Pratt vs. Allen, 13 Conn., 119, and Marshall vs. Harwood, 5 Md. Rep., 423, are cited to sustain this proposition; when these cases come to be examined it will be found they sustain no such principles. The case referred to in 17 N. Y. Rep., I do not regard as an authority in this Court on this subject, before us, more especially as it conflicts with the principle settled in the case of The State vs. Manly, decided by the Court of Appeals of this State.

But suppose I am mistaken in these.views, and that the late Mayor and City Council of Baltimore, derived their powers from and under the new Constitution and there was not (as there really was not) any vacancy in these offices, in what section of that Constitution do the Mayor and Council find their power to vacate these offices ?

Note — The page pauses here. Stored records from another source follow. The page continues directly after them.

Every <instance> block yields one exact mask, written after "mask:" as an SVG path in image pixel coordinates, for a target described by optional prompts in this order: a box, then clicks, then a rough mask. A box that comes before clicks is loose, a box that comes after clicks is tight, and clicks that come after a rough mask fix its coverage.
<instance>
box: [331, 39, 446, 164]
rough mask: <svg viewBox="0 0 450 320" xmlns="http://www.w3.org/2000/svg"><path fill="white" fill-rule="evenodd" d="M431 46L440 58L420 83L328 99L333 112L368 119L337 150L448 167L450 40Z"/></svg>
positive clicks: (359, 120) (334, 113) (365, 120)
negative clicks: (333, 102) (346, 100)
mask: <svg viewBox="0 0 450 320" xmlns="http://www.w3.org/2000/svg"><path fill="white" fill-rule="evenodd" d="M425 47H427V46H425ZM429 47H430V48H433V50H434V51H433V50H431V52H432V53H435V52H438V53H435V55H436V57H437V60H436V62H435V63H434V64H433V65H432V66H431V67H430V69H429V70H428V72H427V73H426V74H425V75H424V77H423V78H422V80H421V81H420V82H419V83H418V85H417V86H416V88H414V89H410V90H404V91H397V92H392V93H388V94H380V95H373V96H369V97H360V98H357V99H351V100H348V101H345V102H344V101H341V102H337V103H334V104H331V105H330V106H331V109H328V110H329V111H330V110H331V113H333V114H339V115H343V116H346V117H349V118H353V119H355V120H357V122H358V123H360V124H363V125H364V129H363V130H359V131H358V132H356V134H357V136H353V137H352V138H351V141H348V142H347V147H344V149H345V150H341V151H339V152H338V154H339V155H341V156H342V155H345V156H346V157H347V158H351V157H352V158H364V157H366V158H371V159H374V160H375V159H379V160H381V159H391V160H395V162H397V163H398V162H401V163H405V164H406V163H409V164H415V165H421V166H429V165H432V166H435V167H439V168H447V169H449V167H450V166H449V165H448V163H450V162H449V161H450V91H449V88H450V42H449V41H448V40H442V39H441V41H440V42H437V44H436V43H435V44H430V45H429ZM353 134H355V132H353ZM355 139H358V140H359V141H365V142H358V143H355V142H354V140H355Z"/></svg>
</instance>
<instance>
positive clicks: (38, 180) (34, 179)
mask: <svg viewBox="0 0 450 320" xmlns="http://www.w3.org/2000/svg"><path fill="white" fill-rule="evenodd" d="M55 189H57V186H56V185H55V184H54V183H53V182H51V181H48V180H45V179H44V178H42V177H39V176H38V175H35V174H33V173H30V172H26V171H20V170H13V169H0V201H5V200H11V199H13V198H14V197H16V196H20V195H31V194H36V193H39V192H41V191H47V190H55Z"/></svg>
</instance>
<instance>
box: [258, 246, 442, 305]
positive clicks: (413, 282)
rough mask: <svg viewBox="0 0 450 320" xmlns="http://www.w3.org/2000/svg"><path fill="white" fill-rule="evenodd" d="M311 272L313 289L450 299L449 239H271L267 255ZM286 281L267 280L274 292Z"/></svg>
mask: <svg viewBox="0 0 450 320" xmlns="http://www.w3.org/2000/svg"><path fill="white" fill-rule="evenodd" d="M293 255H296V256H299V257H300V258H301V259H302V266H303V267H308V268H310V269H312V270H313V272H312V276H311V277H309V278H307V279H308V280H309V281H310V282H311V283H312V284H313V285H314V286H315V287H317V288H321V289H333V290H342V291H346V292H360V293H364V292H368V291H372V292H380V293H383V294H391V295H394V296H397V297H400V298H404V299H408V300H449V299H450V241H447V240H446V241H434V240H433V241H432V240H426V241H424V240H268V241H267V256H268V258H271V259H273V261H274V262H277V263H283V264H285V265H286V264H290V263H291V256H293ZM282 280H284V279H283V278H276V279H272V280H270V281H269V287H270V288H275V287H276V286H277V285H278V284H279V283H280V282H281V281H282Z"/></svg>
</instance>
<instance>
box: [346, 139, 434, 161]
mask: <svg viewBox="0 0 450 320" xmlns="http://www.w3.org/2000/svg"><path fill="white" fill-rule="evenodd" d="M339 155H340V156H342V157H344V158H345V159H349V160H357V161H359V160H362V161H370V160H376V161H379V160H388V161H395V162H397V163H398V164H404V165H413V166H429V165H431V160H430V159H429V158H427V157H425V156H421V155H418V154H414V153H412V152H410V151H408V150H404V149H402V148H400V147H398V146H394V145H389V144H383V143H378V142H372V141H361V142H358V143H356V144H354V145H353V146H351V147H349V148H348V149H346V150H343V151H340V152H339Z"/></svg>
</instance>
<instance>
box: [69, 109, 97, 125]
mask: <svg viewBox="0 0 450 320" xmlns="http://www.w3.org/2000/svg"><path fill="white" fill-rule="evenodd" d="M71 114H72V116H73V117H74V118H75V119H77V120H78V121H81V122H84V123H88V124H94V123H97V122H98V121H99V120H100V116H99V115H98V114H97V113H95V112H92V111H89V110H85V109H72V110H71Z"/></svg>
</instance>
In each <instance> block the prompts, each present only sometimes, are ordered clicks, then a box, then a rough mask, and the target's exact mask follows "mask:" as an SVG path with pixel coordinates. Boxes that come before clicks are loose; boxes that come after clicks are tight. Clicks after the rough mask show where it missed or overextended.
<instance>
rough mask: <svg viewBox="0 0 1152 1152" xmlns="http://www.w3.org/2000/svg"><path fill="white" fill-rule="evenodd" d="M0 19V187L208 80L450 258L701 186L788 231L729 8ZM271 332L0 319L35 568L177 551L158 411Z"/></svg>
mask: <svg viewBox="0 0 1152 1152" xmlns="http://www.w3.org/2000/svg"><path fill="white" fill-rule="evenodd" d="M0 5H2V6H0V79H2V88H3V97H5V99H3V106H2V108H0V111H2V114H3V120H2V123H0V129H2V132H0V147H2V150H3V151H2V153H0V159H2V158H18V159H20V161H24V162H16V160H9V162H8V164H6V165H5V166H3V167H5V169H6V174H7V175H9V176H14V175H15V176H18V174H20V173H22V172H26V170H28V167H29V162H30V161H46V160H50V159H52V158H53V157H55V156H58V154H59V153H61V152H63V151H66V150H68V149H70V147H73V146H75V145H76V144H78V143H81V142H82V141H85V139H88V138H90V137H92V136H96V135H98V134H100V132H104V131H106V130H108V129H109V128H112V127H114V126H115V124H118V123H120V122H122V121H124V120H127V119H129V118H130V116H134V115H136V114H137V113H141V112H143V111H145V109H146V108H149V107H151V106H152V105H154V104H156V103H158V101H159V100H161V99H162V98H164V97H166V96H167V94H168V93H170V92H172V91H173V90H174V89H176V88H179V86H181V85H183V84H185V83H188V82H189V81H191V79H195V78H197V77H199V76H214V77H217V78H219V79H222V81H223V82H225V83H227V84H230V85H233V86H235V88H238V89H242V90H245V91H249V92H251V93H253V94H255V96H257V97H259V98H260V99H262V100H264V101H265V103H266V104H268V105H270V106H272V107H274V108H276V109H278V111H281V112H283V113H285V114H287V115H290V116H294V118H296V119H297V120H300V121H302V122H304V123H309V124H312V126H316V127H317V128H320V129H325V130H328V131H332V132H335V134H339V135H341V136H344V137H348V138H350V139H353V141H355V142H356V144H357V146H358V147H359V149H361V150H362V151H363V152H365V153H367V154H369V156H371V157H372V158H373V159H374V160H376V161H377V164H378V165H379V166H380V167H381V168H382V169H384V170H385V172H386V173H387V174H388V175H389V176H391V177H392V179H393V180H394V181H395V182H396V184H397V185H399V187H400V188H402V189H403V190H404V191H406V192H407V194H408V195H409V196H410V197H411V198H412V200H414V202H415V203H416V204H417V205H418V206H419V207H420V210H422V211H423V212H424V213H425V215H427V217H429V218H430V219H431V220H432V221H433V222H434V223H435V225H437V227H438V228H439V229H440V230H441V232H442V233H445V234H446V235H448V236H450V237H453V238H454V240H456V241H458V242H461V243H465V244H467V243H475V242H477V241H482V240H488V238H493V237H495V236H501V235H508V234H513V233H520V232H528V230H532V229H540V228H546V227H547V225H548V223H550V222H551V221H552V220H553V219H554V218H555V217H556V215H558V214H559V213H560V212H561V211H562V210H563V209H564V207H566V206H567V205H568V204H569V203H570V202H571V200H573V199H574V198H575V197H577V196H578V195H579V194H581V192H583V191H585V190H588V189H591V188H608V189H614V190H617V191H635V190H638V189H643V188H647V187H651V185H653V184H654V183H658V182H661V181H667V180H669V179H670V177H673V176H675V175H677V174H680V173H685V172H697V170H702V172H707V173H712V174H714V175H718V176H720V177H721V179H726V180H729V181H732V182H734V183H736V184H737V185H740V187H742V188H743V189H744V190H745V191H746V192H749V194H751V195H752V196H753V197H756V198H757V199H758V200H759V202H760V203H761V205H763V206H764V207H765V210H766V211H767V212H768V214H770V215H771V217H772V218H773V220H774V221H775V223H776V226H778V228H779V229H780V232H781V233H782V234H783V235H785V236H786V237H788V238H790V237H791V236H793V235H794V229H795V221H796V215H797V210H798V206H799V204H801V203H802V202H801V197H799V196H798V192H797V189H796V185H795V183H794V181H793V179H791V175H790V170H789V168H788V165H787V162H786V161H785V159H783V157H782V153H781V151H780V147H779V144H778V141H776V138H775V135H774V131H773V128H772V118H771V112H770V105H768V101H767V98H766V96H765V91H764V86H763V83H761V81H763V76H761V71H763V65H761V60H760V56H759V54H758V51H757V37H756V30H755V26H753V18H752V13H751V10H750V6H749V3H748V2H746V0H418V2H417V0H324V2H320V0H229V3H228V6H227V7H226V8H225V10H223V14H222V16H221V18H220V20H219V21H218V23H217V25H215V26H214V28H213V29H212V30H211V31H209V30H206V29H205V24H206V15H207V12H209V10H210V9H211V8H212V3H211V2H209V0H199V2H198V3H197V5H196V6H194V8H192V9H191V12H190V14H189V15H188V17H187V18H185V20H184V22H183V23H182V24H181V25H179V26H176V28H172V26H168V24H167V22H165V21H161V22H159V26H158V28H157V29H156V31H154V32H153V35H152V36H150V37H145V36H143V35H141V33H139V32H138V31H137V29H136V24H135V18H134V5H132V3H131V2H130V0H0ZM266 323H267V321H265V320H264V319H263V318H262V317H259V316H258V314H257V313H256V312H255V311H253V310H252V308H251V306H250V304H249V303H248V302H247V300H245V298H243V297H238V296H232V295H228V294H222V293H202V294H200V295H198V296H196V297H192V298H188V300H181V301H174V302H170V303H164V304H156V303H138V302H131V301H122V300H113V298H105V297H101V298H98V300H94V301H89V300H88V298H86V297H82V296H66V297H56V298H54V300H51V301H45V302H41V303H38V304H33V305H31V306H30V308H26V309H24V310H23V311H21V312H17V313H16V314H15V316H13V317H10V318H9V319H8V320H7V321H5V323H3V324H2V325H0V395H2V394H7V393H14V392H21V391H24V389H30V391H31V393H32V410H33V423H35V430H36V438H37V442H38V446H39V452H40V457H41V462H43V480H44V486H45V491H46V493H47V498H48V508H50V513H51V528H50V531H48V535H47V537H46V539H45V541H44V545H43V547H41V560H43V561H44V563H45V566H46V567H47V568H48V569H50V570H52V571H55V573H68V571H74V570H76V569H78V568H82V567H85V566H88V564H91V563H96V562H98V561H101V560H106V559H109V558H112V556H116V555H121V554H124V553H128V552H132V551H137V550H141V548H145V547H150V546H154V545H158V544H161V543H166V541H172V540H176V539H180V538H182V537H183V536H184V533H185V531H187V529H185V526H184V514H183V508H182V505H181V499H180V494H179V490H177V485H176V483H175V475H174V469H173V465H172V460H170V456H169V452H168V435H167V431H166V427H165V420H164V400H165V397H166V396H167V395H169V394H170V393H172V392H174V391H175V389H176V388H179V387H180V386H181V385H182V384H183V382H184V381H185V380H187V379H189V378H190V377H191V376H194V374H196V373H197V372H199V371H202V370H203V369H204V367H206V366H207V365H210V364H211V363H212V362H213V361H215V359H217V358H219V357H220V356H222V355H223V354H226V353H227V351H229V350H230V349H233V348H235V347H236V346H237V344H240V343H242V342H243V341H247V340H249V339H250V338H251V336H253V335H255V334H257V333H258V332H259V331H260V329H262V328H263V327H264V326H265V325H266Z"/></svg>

They had been appointed for two years, their time had not expired, the power was not in the Mayor and Council to turn them out, that power belonged to the Court having criminal jurisdiction, the Constitution provided they should hold their offices until superseded, did that instrument give or intend to give the then Mayor and Council power to turn them out, (I say turn them out, for if he could make new appointments for a new term, he could as well have appointed others as those then holding,) did they mean that the then Mayor and Council should be the agents to supersede them ? If they did so mean, the Mayor and Council have greatly violated their duty, for instead of superseding them, they have added two years to their term of service, and kept them in the very places they were to leave upon being superseded by their successors. We think the present Constitution gave the Mayor and Council no such power. If there had been a vacancy, and the then Mayor and Council possessed powers, as claimed for them under the Constitution of 1867, the question would be different, the 43d *268sec. of the 4th Art. is in these words: In the event of a vacancy-in the office of a justice of the peace, the Governor shall appoint a person to serve, as justice of the peace, for the residue of the term: and in case of a vacancy in the office of constable, the County Commissioners of the county in which the vacancy occurs, or the Mayor and City Council of Baltimore, as the case may be, shall appoint a person to serve as constable for the residue of the term.” It is contended, as I have before said, that if these constables accepted the new appointment of the Mayor and Council it created a vacancy. How was it to be filled ? By giving them an appointment for two years ? Certainly not, for that would violate the section of the Constitution referred to, because that says they should be appointed for the residue of the term of the resigning or vacating officer. But these offices' were not vacant, the incumbents had not been dismissed by the Court; it is admitted in the record that at the time of the appointment on the 8th of October, 1867, these constables, the appellants had not resigned nor have they at any time since. Then by what authority did the Mayor and City Council make these appointments on the 8th of October, 1867. "We can see none, we think they transcended their powers, therefore I agree with the Court below and think their judgment ought to be affirmed.